PERJUICIO MORAL / INDEMNIZACIÓN DEL PERJUICIO MORAL / PERJUICIO
MORAL POR MUERTE / CÁLCULO DE LA TASACIÓN DEL PERJUICIO
MORAL / FIJACIÓN DEL MONTO DE LA INDEMNIZACIÓN DEL PERJUICIO
MORAL / LIQUIDACIÓN DEL PERJUICIO MORAL / MONTO DE LA
INDEMNIZACIÓN DEL PERJUICIO MORAL / NIVELES PARA EL
RECONOCIMIENTO DE LA INDEMNIZACIÓN DEL PERJUICIO MORAL / PAGO
DEL PERJUICIO MORAL / PARÁMETROS PARA LIQUIDACIÓN DEL PERJUICIO MORAL / PRESUNCIÓN DE PERJUICIO MORAL / PROCEDENCIA DEL PERJUICIO MORAL / PRUEBA DEL PERJUICIO MORAL / TOPE DE LA INDEMNIZACIÓN DEL PERJUICIO MORAL / TOPE MÁXIMO DEL PERJUICIO MORAL / FACULTAD DISCRECIONAL DEL JUEZ / PRINCIPIO DE EQUIDAD /
PRINCIPIO DE JUSTICIA / ARBITRIO JUDICIAL
[L]a Sala condenará, en este caso, por el valor máximo aceptado por la jurisprudencia, es decir, los cien salarios mínimos legales mensuales, pues, para la época de presentación de la demanda dicha solicitud simplemente se adaptó al máximo valor reconocido por los jueces de lo contencioso administrativo, respecto de dicho perjuicio, para los eventos de muerte del hijo, el mismo que se considera
en el presente caso. Lo anterior implica que, más allá de la suma solicitada, lo que se pidió, por la parte actora, fue la indemnización máxima que, por concepto de daño moral, se concedería al momento de dictar sentencia. Interpretar la demanda en otro sentido sería contrario a todo principio de equidad y justicia, pues se impondría a los demandantes una carga desproporcionada, consistente en imponer un deber predicción imposible de cumplir, en cuanto a la cuantificación de un tipo perjuicio que siempre resulta difícil de determinar. En efecto, la cuantificación del daño moral, por su naturaleza inmaterial, resulta siempre compleja, por lo cual, el juez, en ejercicio del arbitrio judicial y aplicando el principio de equidad, previsto en el artículo 16 de la ley 446 de 1998, será siempre quien lo determine.

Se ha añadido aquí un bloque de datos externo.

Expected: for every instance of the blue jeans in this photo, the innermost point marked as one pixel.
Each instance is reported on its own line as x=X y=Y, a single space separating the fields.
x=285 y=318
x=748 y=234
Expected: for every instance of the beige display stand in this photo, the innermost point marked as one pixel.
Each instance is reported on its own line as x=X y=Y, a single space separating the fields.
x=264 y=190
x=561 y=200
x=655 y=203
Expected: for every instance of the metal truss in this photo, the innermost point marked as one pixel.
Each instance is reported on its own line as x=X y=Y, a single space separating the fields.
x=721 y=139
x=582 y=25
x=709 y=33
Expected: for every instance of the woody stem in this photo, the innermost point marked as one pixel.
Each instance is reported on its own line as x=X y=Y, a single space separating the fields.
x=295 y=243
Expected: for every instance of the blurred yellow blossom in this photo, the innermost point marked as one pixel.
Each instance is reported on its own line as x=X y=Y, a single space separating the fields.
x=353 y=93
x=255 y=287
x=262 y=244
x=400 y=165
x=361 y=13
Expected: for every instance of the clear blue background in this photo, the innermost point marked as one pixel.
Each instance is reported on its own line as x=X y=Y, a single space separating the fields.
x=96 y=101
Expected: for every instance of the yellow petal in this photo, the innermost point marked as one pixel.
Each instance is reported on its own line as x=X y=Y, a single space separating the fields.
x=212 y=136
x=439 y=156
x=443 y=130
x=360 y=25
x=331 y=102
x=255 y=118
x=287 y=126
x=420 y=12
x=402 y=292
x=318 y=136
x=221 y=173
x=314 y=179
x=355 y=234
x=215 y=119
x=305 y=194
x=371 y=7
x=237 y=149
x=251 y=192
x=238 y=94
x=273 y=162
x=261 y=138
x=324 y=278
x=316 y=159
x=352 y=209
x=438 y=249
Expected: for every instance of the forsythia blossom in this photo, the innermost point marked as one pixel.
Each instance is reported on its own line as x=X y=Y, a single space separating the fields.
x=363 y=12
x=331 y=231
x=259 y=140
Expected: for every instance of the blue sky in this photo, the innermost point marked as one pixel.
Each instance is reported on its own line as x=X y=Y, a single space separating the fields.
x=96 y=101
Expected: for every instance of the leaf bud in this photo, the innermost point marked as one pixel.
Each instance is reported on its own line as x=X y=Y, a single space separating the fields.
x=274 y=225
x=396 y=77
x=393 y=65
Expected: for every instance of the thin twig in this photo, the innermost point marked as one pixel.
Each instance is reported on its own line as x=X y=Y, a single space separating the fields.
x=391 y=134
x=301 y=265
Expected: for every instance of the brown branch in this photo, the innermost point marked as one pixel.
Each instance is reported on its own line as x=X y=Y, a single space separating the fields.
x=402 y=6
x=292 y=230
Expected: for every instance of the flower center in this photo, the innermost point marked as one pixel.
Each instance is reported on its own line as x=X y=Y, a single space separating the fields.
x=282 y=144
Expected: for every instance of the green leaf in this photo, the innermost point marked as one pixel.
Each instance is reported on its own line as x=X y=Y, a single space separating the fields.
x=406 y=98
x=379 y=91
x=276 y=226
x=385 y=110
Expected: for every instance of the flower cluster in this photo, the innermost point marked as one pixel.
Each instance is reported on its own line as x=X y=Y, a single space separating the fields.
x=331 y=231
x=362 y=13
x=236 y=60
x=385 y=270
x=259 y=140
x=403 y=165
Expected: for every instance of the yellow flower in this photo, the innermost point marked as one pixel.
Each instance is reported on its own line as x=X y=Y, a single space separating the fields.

RECONOCIMIENTO DE LA INDEMNIZACIÓN DEL PERJUICIO MORAL / PAGO
DEL PERJUICIO MORAL / PARÁMETROS PARA LIQUIDACIÓN DEL PERJUICIO MORAL / PRESUNCIÓN DE PERJUICIO MORAL / PROCEDENCIA DEL PERJUICIO MORAL / PRUEBA DEL PERJUICIO MORAL / TOPE DE LA INDEMNIZACIÓN DEL PERJUICIO MORAL / TOPE MÁXIMO DEL PERJUICIO MORAL / FACULTAD DISCRECIONAL DEL JUEZ / PRINCIPIO DE EQUIDAD / PRINCIPIO DE JUSTICIA / ARBITRIO JUDICIAL / PRINCIPIO DE CONGRUENCIA / PRETENSIONES DE LA DEMANDA El que se condene al pago de la máxima indemnización reconocida por la
jurisprudencia al momento de dictar sentencia, no implica transgresión al anotado principio de equidad, dado que lo que se exige es que aquélla tenga bases objetivas y ciertas, requisito, que como ya se anotó, se cumple en el presente caso. Por todas las razones anotadas tampoco hay quebranto al principio de la congruencia. Consecuente con lo dicho, la Sala revocará la sentencia de primera instancia, en el sentido de condenar a la demandada al pago de 100 salarios mínimos legales mensuales al padre del occiso, por concepto daño moral, que resulta congruente con las pretensiones de la demanda, en cuanto a la solicitud de indemnización por el máximo reconocido por la jurisprudencia.
CONSEJO DE ESTADO
SALA DE LO CONTENCIOSO ADMINISTRATIVO
SECCIÓN TERCERA
Consejero ponente: ALIER EDUARDO HERNÁNDEZ ENRIQUEZ
Bogotá, D.C., treinta (30) de noviembre de dos mil seis (2006) Radicación número: 05001-23-31-000-1995-00080-01(15783)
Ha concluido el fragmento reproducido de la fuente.